Even with you having the benefit of being able to paint this story in your favour, you are still coming across badly. When other posters have challenged you, you have contradicted yourself and it's hard to understand what your problem actually is. When she gets in touch with you, you can't be arsed with her because her problems bore you. When she doesn't reply, that's a problem too. When you can't be arsed with her you blank her messages, but when she doesn't reply to you, that's a problem. Now that you've told her off you seem to be hinting at bigger dramas to come which include her being isolated from mutual friends. It's as if you are pondering how bad her punishment should be. You sound like a really shit, annoying mate.

Pamalarrrr · 15/03/2020 17:14

I think unless there is a really good reason, not replying to a text message is really rude. So she was rude to your mum, and you have been very rude to her in return. It takes 10 seconds for goodness sake.

The other stuff is peripheral - no gift but she took you out for a meal? I would much have preferred a meal treat than a stuffed toy gift.

Maybe your friendship has just come to an end. No need for nastiness, just apologise for not clearing the air sooner and leave it there.

Imtootired · 15/03/2020 17:16

I’m sure it doesn’t @crispysausagerolls but this wasn’t even about her serious problems it was the first time I’d talked to her after I’d been really sick and she was talking for 10 minutes non stop about a time she was in hospital years ago and what the nurses and food were like. I was listening but literally didn’t have time to get one word or comment in.
@chucklebuckles yes you’re right that statement is quite full of resentment and I don’t like being like that. Like I said I understand that everyone has their own problems and her issues were big for her but during the time I was pregnant I was working and studying and trying to buy all the things I needed before the baby came she was complaining a lot about just cleaning her own house with absolutely nothing else to do.
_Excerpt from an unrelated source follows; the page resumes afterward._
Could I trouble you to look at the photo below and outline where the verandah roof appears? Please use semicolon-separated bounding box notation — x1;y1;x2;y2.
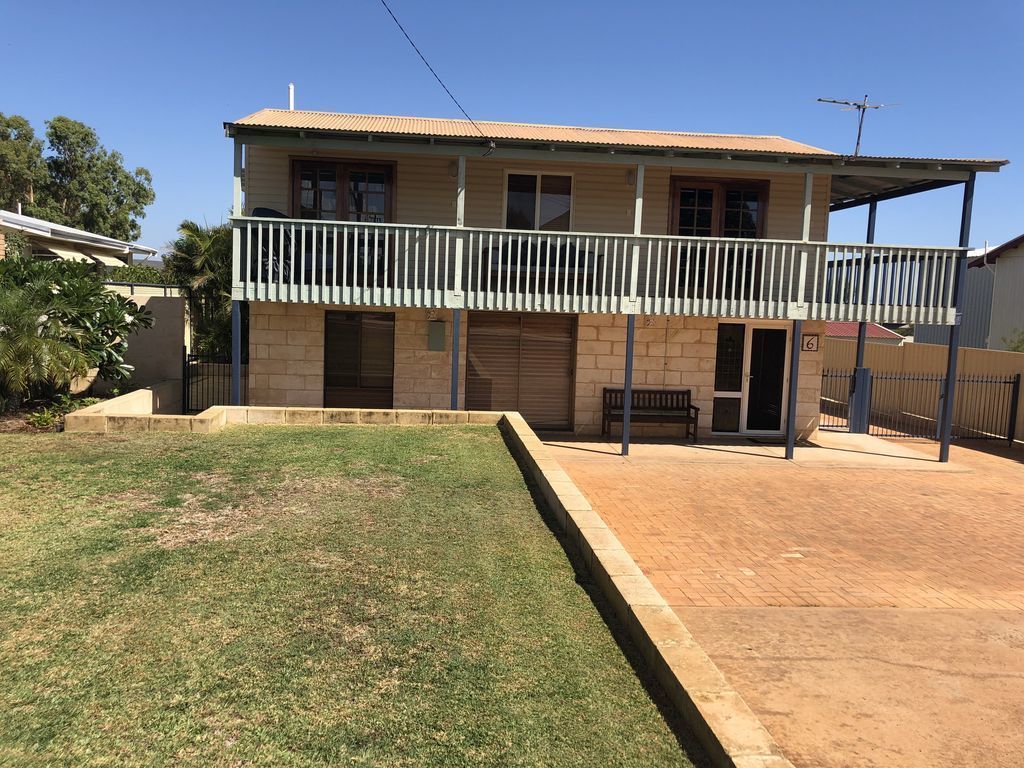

And complaining about money while going on holiday and online shopping a lot. I usually don’t compare my life to others but at that time it was quite grating

OP posts:
MaomiMak · 15/03/2020 17:18

I honesty can't see what she has done that is so bad.

I mean she paid for you to have lunch as a present but you're pissed off she didn't buy the baby a present.

How ungrateful and petty. I'd not give a friend like that the time of day ever again

Bluntness100 · 15/03/2020 17:19

Yeah you’re not painting yourself well here op, your behaviour isn’t good. I think most people can see her point.

ChicCroissant · 15/03/2020 17:27

Seems that you didn't raise any of these issues with her when they happened, but just kept score behind the scenes and then lashed out later - even if you were right, that is a sure-fire way to make someone feel bad.

I think you've going to have to let this one go, OP. Next time you have an issue, raise it at the time as a single item. Don't make other friends 'choose sides' either, it's got nothing to do with them!

I do think she should have let you know earlier on your birthday - that's a genuine issue.

ConkerGame · 15/03/2020 17:46

OP I don’t understand why you’re getting such a hard time on this thread - seems to be a lot of people with severe anxiety replying?

Not turning up to someone’s birthday and not letting them know in advance is rude and very inconsiderate. Visiting a new baby without even a token gift is rude. Not replying to someone’s message about visiting is rude.

Doesn’t sound like she’s all that good friend, OP - all take and no give. No need to be dramatic about it; just stop replying to her messages. After all she doesn’t seem to think that’s a rude behaviour anyway, so she can hardly complain!